One of the biggest questions regards Armand’s background and behaviour. The Kate Chopin International Society’s website describes the likelihood of Armand having black mistresses, quoting:

“And the way he cries,” went on Désirée, “is deafening. Armand heard him the other day as far away as La Blanche’s cabin.”

The site says that this could be evidence of Armand’s affairs with black women – La Blanche is one of the women on the estate. Significantly, however, they remind us that all we have to go by are Chopin’s words. They also quote this:

One of La Blanche’s little quadroons…

Who knows what Chopin meant exactly, but this is the point when Désirée starts to worry and it seems she is literally putting two and two together – the site suggests Désirée’s baby is also a ‘quadroon’, a person who is a quarter black, and that perhaps Désirée also spots a likeness between La Blanche’s child and her own, facially.

Beyond the site’s ideas of family connection, Désirée has seen something in her baby’s skin tone that wasn’t noticeable before and with Valmondé having already pointed out a change – we can assume this is the baby’s skin colour – it’s possible that what Désirée notices is that resemblance to La Blanche’s son. We can assume that for whatever reason at birth, it was not noticed.

Then Armand’s opinion and behaviour:

“It means,” he answered lightly, “that the child is not white; it means you are not white.”

We don’t know much about Armand, but this assumption, if we can be so kind to call it thus, fits in with the age-old idea that a woman is at fault for the sex of a baby being female – it’s Désirée’s fault the baby isn’t white; her lack of known heritage means it’s her problem.

What’s particularly interesting is how Désirée chooses death in a similar fashion to Edna Pontellier. Although for different reasons, both have been rejected. Désirée does not take the offer of moving back to her adopted parents’ home. Was her mother’s feeling that something was off, and the offer of returning home, due to knowledge of Armand that Désirée didn’t have?

And is there anything in the eeriness of Armand’s house? We can possibly see something there, a foreboding, and a metaphor for his personality, which the International Society says could have been dark, pointing to the details about his father and the difference cited between father and son.

In burning his wife and child’s possessions, Armand effectively and symbolically throws away his own heritage. We do not know if he knew about his heritage prior to this, and indeed the reading is more profound if we consider it was a revelation to him upon discovery of the letter, but it’s possible he did and that he’s doing his best to ‘pass’; a subject recently studied by Helen Oyeyemi. In wondering if Armand knew, we can look to this:

…the unconscious injury she had brought upon his home and name…

Is injury a strong enough word for Désirée has supposedly done?

Beyond this tragedy is another: when Valmondé says to return, she doesn’t refute Désirée’s fear. In terms of what Chopin was saying, it’s fair to say Valmondé didn’t think Désirée was black and that her lack of acknowledgement of that is a device that allows Chopin to create the ending. Had Valmondé addressed the question she may have saved Désirée’s life.

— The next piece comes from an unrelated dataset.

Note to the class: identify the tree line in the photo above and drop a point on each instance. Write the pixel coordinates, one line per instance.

Désirée meets her death whilst looking angelic:

…her hair was uncovered and the sun’s rays brought a golden gleam from its brown meshes

She has feet ‘delicately shod’ and a ‘thin white garment’ that’s been torn by her journey. And she ‘disappeared among the reeds and willows’ – symbolic, perhaps, as the baby’s cradle, we learn shortly afterwards, was made of willow and that cradle also ‘dies’.

Of Armand’s possible discovery – rather than reminder – of his heritage, all Chopin says is this:

There was a remnant of one back in the drawer from which he took them. But it was not Désirée’s; it was part of an old letter from his mother to his father. He read it.

He read it – Chopin says that, and ‘dear Armand will never know that his mother, who adores him, belongs to the race that is cursed with the brand of slavery’.

The jury’s out but we can assume if it was in the back of the drawer and a remnant, it could have been there since the days of his father, because otherwise the question is what happened to the rest of the letter and why did Armand keep only that bit?